Wang Yongshi, Wu Boting, Li Jun, Dong Lili, Wang Chunsheng, Shu Xianhong
Shanghai Institute of Cardiovascular Diseases, Zhongshan Hospital Fudan University, Shanghai, China; Shanghai Institute of Medical Imaging, Zhongshan Hospital Fudan University, Shanghai, China.
Department of Transfusion, Zhongshan Hospital Fudan University, Shanghai, China.

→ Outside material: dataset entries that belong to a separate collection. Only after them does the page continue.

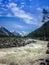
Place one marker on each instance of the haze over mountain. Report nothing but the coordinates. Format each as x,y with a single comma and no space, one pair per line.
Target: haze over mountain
39,33
5,32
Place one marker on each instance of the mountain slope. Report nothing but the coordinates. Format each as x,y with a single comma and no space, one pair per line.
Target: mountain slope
39,33
5,32
16,33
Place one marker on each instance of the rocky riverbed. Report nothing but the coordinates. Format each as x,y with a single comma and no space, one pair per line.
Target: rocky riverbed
30,54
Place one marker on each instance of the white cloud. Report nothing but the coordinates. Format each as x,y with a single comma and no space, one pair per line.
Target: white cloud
39,9
24,33
0,1
15,25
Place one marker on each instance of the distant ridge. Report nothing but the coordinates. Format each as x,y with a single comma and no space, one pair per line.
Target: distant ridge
5,32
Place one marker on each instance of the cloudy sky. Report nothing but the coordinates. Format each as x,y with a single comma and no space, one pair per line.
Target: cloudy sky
22,15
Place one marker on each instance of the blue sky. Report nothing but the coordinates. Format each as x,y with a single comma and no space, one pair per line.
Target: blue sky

Ann Thorac Surg. 2016 May;101(5):1707-14. doi: 10.1016/j.athoracsur.2015.10.047. Epub 2016 Jan 12.
Aberrant flow pattern and congenital fragility bestows bicuspid aortic valve (BAV) with a propensity toward ascending aorta dilatation, aneurysm, and dissection. Whether isolated aortic valve replacement (AVR) can prevent further dilatation in BAV ascending aorta and what indicates concurrent aortic intervention in the case of valve operation remain controversial.
From June 2006 to January 2009, patients with a BAV who underwent isolated AVR were consecutively included and categorized into aortic insufficiency (BAV-AI, n = 84) and aortic stenosis (n = 112) groups, and another population of patients with a tricuspid aortic valve with aortic insufficiency (n = 149) was also recruited during the same period for comparison of annual aortic dilatation rate and adverse aortic events after isolated AVR.
With a median follow-up period of 72 months (interquartile range, 66 to 78 months), ascending aorta dilatation rates were faster in the BAV-AI group than the BAV plus aortic stenosis and tricuspid aortic valve with aortic insufficiency groups (both p < 0.001). The BAV-AI group showed a higher risk for adverse aortic events compared with both the BAV plus aortic stenosis (15.5% versus 4.5%; p = 0.008) and tricuspid aortic valve with aortic insufficiency (15.5% versus 6.0%; p = 0.018) groups. Cox regression analysis identified aortic insufficiency (hazard ratio, 3.7; 95% confidence interval, 1.2 to 11.1; p = 0.019) as an independent risk factor for adverse aortic events among patients with BAV in general, whereas preoperative ascending aortic diameter larger than 45 mm (hazard ratio, 13.8; 95% confidence interval, 3.0 to 63.3; p = 0.001) served as a prognostic indicator in the BAV-AI group.
An aggressive policy of preventive aortic interventions seemed appropriate in patients with BAV-AI during AVR, and BAV phenotype presenting as either insufficiency or stenosis should be taken into consideration when contemplating optimal surgical strategies for BAV aortopathy.
异常血流模式和先天性脆弱性使二叶式主动脉瓣(BAV)易于发生升主动脉扩张、动脉瘤和夹层。单纯主动脉瓣置换术(AVR)能否预防BAV患者升主动脉进一步扩张,以及在瓣膜手术时哪些情况提示需要同期进行主动脉干预,仍存在争议。
2006年6月至2009年1月,连续纳入接受单纯AVR的BAV患者,并分为主动脉瓣关闭不全(BAV-AI,n = 84)和主动脉瓣狭窄(n = 112)组,同期还纳入了另一组三尖瓣主动脉瓣合并主动脉瓣关闭不全的患者(n = 149),以比较单纯AVR术后的年度主动脉扩张率和主动脉不良事件。
中位随访期为72个月(四分位间距,66至78个月),BAV-AI组的升主动脉扩张率高于BAV合并主动脉瓣狭窄组和三尖瓣主动脉瓣合并主动脉瓣关闭不全组(均p < 0.001)。与BAV合并主动脉瓣狭窄组(15.5%对4.5%;p = 0.008)和三尖瓣主动脉瓣合并主动脉瓣关闭不全组(15.5%对6.0%;p = 0.018)相比,BAV-AI组发生主动脉不良事件的风险更高。Cox回归分析确定,一般BAV患者中,主动脉瓣关闭不全(风险比,3.7;95%置信区间,1.2至11.1;p = 0.019)是主动脉不良事件的独立危险因素,而在BAV-AI组中,术前升主动脉直径大于45 mm(风险比,13.8;95%置信区间,3.0至63.3;p = 0.001)是一个预后指标。
对于BAV-AI患者,在AVR期间采取积极的预防性主动脉干预策略似乎是合适的,在考虑BAV主动脉病变的最佳手术策略时,应考虑表现为关闭不全或狭窄的BAV表型。